8 thoughts on “Ellen Roberts’ Self-Immolation Continues

    1. You may think it's funny but it's obvious how frightened Democrats are of Ellen Roberts. Why else would you put so much time into assassinating her character?

      1. Btw, you ungrateful tool — it appears that it's Roberts doing the shooting in any assassination here; her words are deadly to her having any credibility.

        I guess she's got two more bullets in the chamber though  (and not enough sense not to pull the trigger again)– stay tuned . . .
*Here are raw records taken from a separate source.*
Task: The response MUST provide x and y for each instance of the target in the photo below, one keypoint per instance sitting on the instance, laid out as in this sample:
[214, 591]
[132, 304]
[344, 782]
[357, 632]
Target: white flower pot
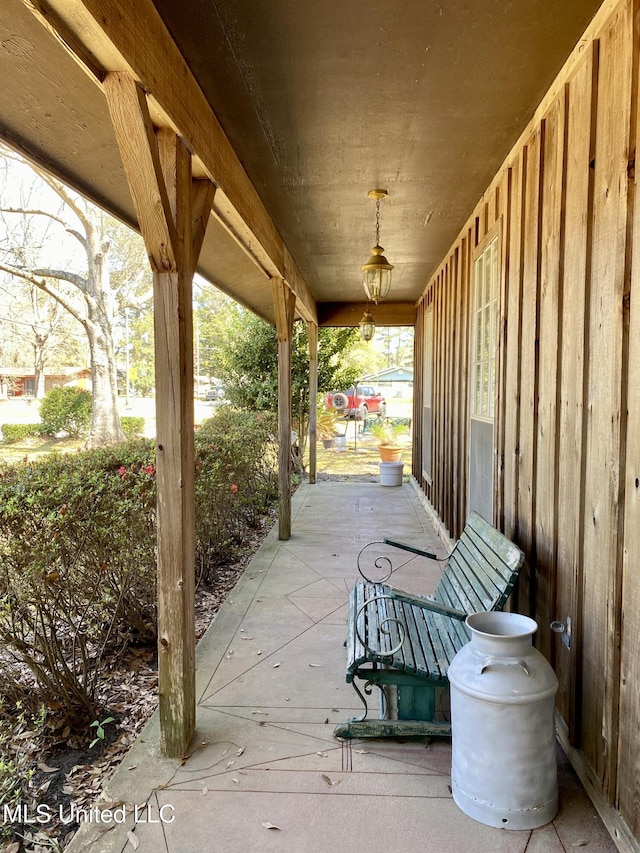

      2. If you have been paying any attention to the comments from those of us on the left in the run up to Coffman's announcement, you would have noticed that many of us were very concerned about Coffman running because (in no particular order):  (a) he would be a serious challenger to Bennet, (b) he has run and won three statewide races already, (c) he has that innate talent to appear as all things to all people (which explains how he won statewide three times and how he has metamorphized from Tea Party nut job – remember his famous crack in Elbert County about Obama – to problem-solving moderate), (d) Coffman could raise lots of $$$, and (e) Coffman would have attracted the RSCC to dump money into Colorado (remember his brunch with Yertle last week).

        Either Way Ellen is not a serious candidate because not one of those five reasons I've cited applies to her. She certainly doesn't hav the innate talent to finesse the reproductive rights issue; she's a klutz. She would never be taken seriously – by the voters, the donors or the RSCC.

  1. What's sad is that, in her heart of hearts, Roberts probably is pro-choice – Most Republican women were, up until the invasion of the Evangelicals in 1980. 

    Now, even among the most strident Ayn Rand- quoting libertarians, they never acknowledge their hero's strong pro-liberty, pro-choice positions.  Ayn Rand wrote:

    An embryo has no rights. Rights do not pertain to a potential, only to an actual being. A child cannot acquire any rights until it is born. The living take precedence over the not-yet-living (or the unborn).

    Abortion is a moral right—which should be left to the sole discretion of the woman involved; morally, nothing other than her wish in the matter is to be considered. Who can conceivably have the right to dictate to her what disposition she is to make of the functions of her own body?